Pressemitteilung
Mein Gott, Alter
KNITZ hatte sich die Sache clever ausgedacht. Er würde dem Max Schautzer
sagen, dass man ihm seine 66 Jahre nicht ansieht - und schon wäre
man bei dem Thema, zu dem der TV-Moderator gern als Experte befragt wird,
seit ihm die ARD altershalber die Sendung "Immer wieder sonntags"
weggenommen hat und Schautzer das nicht stillschweigend hinnahm: Schon
wäre man beim Thema Alter und Jugendwahn.

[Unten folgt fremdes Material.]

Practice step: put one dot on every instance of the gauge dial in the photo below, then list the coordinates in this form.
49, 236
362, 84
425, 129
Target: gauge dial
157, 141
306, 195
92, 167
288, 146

Schön ausgedacht. Aber dann kommt der Max dem KNITZ zuvor. Es redet
über die Freundschaft, die ihn mit dem Schauspielerkollegen Dietz-Werner
Steck verbindet, mit dem er derzeit in Neil Simons Boulevardstück
"Sonny Boys" in der Komödie im Marquardt auf der Bühne
steht. Und darüber, dass die Zusammenarbeit prächtig und die
Stimmung hinter den Kulissen gelöst sei.
Aber so gehe es am Theater nicht immer zu, sagt Schautzer. Kollegen, die
nicht in der ersten Reihe stünden, würden häufig von Existenzängsten
geplagt. Schauspielerinnen jenseits der 35 erzählten, dass sie kaum
noch zu Castings eingeladen würden.
Schon sind wir mittendrin in dem Thema, zu dem Schautzer vor allem Fragen
einfallen. Etwa diese: Warum sind 60-Jährige für die werbetreibende
Wirtschaft nicht mehr interessant? "Vielleicht", meint Schautzer,
"liegt es daran, dass in den Werbeagenturen nur noch 30-Jährige
sitzen." Und er erzählt von TV-Machern, die Volksmusiksendungen
für die ältere Generation produzieren, und dabei ganz vergessen,
dass so manch" angehender Rentner mit Elvis und den Beatles aufwuchs.
Aber Max Schautzer hat nicht nur zum Alter etwas zu sagen. Ihn treiben
gesellschaftliche Veränderungen jeder Art um. Mit Elan und Sachkenntnis
spricht er über die Abwanderung von qualifizierten Leuten ins Ausland.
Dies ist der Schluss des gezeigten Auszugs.